So I'm having some confusion with the definition of connectedness. I understand connectedness intuitively but the definition seems shady. A topological space $X$ is said to be disconnected if $X$ is the union of two or more nonempty disjoint open sets. $X$ is connected otherwise. So since $X=[0,1] \cup [2,3]$ is the union of two disjoint closed sets (not open) in the real numbers. So $X$ wouldn't be connected by this definition, since it is not the disjoint union of OPEN sets. But it is not path connected so... I feel like it shouldn't be connected. Thanks for the help and sorry if I'm overlooking something.

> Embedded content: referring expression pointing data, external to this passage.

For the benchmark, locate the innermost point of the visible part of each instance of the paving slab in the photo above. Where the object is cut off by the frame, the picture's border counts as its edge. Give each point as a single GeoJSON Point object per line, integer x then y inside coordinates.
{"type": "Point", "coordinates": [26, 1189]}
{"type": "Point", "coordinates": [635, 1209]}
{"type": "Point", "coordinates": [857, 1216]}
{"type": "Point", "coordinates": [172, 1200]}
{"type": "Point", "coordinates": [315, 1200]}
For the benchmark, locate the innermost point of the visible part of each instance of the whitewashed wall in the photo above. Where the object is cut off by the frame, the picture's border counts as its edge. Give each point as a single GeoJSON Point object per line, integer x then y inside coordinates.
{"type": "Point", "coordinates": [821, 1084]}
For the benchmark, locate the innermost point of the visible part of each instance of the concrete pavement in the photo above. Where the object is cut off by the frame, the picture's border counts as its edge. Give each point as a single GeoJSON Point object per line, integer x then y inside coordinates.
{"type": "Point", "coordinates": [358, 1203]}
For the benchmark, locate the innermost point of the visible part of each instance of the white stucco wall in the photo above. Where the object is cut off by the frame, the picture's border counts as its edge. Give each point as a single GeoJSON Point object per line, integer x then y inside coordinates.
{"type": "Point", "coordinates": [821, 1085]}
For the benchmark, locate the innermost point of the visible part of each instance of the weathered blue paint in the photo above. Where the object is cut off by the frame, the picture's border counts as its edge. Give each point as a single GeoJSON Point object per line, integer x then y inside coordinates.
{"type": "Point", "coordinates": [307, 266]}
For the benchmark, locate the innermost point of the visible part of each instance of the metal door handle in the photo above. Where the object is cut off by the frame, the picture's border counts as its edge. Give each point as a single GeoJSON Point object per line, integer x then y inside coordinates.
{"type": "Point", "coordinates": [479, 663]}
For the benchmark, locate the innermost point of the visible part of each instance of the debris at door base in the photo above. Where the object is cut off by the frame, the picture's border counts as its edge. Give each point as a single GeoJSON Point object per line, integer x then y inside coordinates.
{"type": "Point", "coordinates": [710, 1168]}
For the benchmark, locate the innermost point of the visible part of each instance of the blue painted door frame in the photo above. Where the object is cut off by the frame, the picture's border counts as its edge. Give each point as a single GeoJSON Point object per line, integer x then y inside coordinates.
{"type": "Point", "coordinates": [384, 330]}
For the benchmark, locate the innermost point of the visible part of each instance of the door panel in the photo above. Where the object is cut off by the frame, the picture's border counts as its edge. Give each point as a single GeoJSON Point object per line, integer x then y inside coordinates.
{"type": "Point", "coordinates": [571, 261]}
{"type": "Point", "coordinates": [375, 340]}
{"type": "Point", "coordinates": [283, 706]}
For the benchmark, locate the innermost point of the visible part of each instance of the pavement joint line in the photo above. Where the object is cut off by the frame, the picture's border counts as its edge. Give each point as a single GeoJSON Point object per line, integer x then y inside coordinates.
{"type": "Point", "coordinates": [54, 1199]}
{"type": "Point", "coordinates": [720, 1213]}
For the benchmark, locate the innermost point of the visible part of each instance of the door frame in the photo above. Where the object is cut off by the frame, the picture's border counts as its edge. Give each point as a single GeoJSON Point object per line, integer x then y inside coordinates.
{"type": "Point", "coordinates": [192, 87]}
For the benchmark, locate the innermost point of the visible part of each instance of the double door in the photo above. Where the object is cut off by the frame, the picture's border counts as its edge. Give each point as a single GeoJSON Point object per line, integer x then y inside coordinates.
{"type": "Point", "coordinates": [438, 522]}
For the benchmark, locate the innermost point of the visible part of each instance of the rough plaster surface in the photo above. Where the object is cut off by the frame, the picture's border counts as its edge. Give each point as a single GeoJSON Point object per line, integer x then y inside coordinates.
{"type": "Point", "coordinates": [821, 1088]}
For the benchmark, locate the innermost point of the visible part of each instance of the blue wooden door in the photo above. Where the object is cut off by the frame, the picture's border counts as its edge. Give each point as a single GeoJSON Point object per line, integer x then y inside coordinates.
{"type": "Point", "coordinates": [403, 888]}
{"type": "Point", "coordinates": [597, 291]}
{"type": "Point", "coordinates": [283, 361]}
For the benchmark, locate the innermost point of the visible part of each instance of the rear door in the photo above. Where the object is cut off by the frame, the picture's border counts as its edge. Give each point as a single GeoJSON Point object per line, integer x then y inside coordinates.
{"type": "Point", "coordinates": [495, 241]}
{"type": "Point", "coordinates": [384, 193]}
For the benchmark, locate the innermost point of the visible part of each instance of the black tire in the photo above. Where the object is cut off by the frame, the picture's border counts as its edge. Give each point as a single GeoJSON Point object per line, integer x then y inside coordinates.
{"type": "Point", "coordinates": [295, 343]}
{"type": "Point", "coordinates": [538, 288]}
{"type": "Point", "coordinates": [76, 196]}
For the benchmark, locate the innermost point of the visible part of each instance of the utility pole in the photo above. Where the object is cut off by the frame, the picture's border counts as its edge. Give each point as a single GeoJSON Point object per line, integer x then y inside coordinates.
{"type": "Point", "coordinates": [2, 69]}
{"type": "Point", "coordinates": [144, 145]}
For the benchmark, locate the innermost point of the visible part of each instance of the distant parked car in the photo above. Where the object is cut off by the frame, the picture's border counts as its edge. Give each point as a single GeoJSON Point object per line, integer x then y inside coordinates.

The subspace topology on $Y \subseteq X$ is defined so that a set $S \subseteq Y$ is open iff there is an open set $U \subseteq X$ such that $S = U \cap Y$.
A set $Y \subseteq X$ is disconnected iff it is the union of two disjoint sets which are open in the subspace topology on $Y$.
You're missing the "which are open in the subspace topology" in your reasoning. In the subspace topology on $[0,1] \cup [3,4]$, the sets $[0,1]$ and $[3,4]$ are open because they are $(-1, 2) \cap ([0,1] \cup [3,4])$ and $(2, 5) \cap ([0,1] \cup [3,4])$, for instance.